More than 10 billion shares changed hands on U.S. exchanges Friday, about 65 percent above the three-month average. The S&P 500 ended Friday little changed at 4 p.m. in New York, after initial gains failed to hold amid the quarterly event known as “quadruple witching” -- when futures and options on indexes and individual stocks expire.

The surge in volume wasn’t unexpected, but it was exacerbated by a wild card -- the largest revision to the Global Industry Classification Standard since 1999.

“If you’re an investor who got a long-term investment plan, this is not something you want to change your plan around. But if you’re doing it for a living, it’s certainly something you should be aware of,” Art Hogan, chief market strategist at B Riley FBR Inc., said by phone. “It’s a huge day.”

The anticipated spike in turbulence hit a market already roiled by rising trade tensions between the U.S. and China. The S&P 500 swung 0.5 percent a day this week, almost double the average in the previous month.

‘Quad Witching’ Brings Volume Surge But Few Fireworks on S&P 500

While the quadruple witching event normally coincides with index rebalancing, the scope of Friday’s shuffling is what set it apart. Index overseer S&P Global will merge some internet and media stocks with phone companies to form a new group called communication services after the close.

That’ll take Alphabet Inc., Facebook Inc. and Netflix Inc. out of their respective subsectors, forcing investors who track indexes based on the classification to shuffle money accordingly.

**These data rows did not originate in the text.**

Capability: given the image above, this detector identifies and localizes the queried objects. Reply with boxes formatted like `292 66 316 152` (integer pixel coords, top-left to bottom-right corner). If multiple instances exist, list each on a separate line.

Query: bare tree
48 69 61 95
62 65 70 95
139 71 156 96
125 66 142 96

With the quarterly rebalancing, UBS Group AG says the moves could force about $70 billion of trades Friday.

The last quadruple witching was June 15, and S&P 500 trading volume surged 75 percent to 3.5 billion shares from the previous month, data compiled by Bloomberg showed.

While trade-war anxiety and rising Treasury yields have contributed to wider market swings, investors should be careful not to read too much into this week’s move, as volatility tends to go up when fund managers try to adjust positions using new derivatives, said Russ Visch, a technical analyst at BMO Capital Markets in Toronto.

“Our sense is that the price action was exacerbated/amplified by the fact that this week is a ‘quadruple witching’ week and not the beginning of a major swoon in U.S. equities,” Visch wrote in a note to clients earlier this week.